There are also operational concerns. Food for Peace was historically integrated into USAID’s broader humanitarian response architecture, alongside shelter, medical care, sanitation and famine early warning systems. To ensure comprehensive oversight, USAID’s Bureau for Humanitarian Assistance employed specialists in emergency logistics, food safety, fraud monitoring and supply chain management. 

By contrast, USDA’s remit focuses heavily on agricultural trade promotion and commodity management. While the department does operate international feeding programs, Food for Peace is several times larger than those efforts, leaving skeptics questioning whether a USDA workforce can absorb a program of that scale. 

A Comprehensive Approach

Nevertheless, the fact that Food for Peace was preserved in the current political environment is significant. Since its creation, the program has enjoyed strong bipartisan support, with advocates championing food aid that saves lives and can build long-term commercial relationships that eventually turn recipient nations into future trading partners for U.S. agribusiness.

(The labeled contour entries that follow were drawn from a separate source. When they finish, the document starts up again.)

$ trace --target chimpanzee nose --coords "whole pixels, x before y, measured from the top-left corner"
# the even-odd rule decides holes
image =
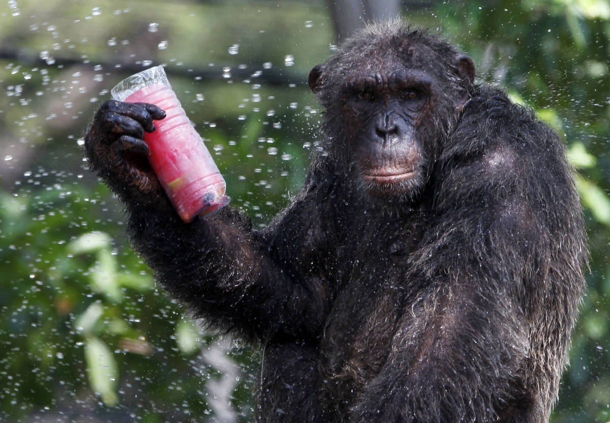
[[[398,133],[398,126],[396,123],[395,117],[393,114],[385,114],[379,116],[375,124],[375,131],[381,138],[386,138],[388,135],[395,135]]]

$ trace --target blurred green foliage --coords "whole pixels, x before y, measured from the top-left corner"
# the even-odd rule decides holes
[[[404,16],[565,141],[591,272],[552,421],[610,420],[608,1],[439,1]],[[155,285],[77,140],[116,82],[166,64],[232,205],[264,227],[304,178],[320,116],[306,76],[334,43],[315,2],[0,5],[0,420],[207,421],[219,401],[252,419],[257,353],[203,333]]]

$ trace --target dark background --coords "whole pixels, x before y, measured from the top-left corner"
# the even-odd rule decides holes
[[[131,251],[78,140],[119,80],[164,64],[232,204],[264,227],[319,139],[306,85],[367,19],[400,14],[565,141],[589,290],[553,422],[610,420],[610,5],[545,1],[12,0],[0,4],[0,421],[251,421],[258,353],[203,333]]]

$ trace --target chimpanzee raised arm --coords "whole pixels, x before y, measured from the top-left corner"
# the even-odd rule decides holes
[[[86,154],[134,247],[196,316],[264,344],[259,421],[548,421],[580,204],[557,135],[475,73],[400,23],[346,40],[309,75],[324,140],[304,186],[260,232],[228,207],[180,220],[142,141],[162,110],[98,112]]]

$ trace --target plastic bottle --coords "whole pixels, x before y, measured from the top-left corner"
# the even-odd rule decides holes
[[[110,91],[119,101],[155,104],[167,114],[146,133],[148,161],[174,207],[185,222],[209,216],[229,204],[226,183],[212,155],[191,125],[159,66],[132,75]]]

The larger concern is that an overreliance on American commodity exports as the primary vehicle for delivering aid risks overlooking a bigger issue. In most crises, the issue isn’t solely the absence of food, but the collapse of local economies and governance infrastructure. Those are problems imported food alone cannot solve.

What is needed — and what prior programs provided —  were the comprehensive and “enabling conditions” that allowed communities to better recover and rebuild over the long term.